La última moneda que pagó la información, al ser fijada sobre el pergamino o el papel, fue la de su capacidad infinita de pliegue. El narrador, al transmitir oralmente su información, podía decidir insertar según qué explicaciones, omitir otras, hacer más extenso un suceso con todo tipo de detalles y nuevas noticias o reservarse aquellos datos que estima no son necesarios en ese momento. Es cierto, con la escritura depositada en el libro nace un concepto de obra plena, redonda, fijada en el tiempo y las formas (por más que revisiones, traducciones o adaptaciones vayan poco a poco transformándola). Pero esto no significa que no pueda existir esa otra obra maleable, que deja parte de su valor en manos del «lector», convertido también en «autor» de la misma.
El escenario digital
Estos peajes que la obra pagó para fijarse al papel: abstracción, maleabilidad y pliegue, los vuelve a recuperar el texto en el escenario digital, añadiendo otros recursos y alguna problemática.

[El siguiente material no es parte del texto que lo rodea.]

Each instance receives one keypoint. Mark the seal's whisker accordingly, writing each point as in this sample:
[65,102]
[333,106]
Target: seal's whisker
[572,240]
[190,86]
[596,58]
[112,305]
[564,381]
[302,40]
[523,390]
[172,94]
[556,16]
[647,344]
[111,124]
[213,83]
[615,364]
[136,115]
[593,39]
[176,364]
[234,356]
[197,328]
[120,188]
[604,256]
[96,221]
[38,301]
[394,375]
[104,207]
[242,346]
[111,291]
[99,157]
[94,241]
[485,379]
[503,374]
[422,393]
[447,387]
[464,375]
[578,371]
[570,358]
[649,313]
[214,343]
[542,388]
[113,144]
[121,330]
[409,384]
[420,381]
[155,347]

Como nuestra memoria, la información contenida en el medio digital no se encuentra confinada en un único almacén ni en un único lugar; el texto que podremos explorar nacerá de la unión sin solución de continuidad de fragmentos recogidos de distintas fuentes y proveedores a través de cualquiera de los nodos que tejen la red global. Y al igual que la narración en la tradición oral, la información podrá verse modificada según el contexto de lectura o consulta, según el filtro que la haya hecho aparecer... y será plegable: un mismo texto podrá irse desdoblando dejando ver u ocultando información complementaria, videos, gráficas, locuciones y música, definiciones, indexaciones, resúmenes y comentarios.
A estas características de la tradición oral, la cultura digital añade la de una densidad de información casi infinita y en constante crecimiento por el progreso tecnológico, progreso que obliga sin embargo a que esta información sea traspasada cada vez que las aplicaciones con las que fueron realizadas quedan obsoletas y que plantea uno de los mayores problemas en cuanto a su conservación (¿tienen algún archivo de Word Perfect, Qbasic o Page Maker que puedan aún abrir sin problemas?).
El último regalo de la cultura digital frente a la escrita es su capacidad de comunicación multilateral: el autor, los coautores, los lectores, todos los implicados en fin en ese texto digital se comunican, enriquecen, comentan y añaden, complementan y mejoran la información... también hay más ruido, pero no todo es perfecto.
Conclusión
Sí, no tengo dudas de que llegaremos a ver al libro de «El Quijote» como uno de los mejores exponentes de lo que significó el concepto de obra en la cultura impresa, ese paréntesis que alcanzó su madurez superponiéndose a la tradición oral y que cayó en desuso cuando el texto informativo y literario no pudieron ser ya sustentados por el espacio tan bello como limitado del papel.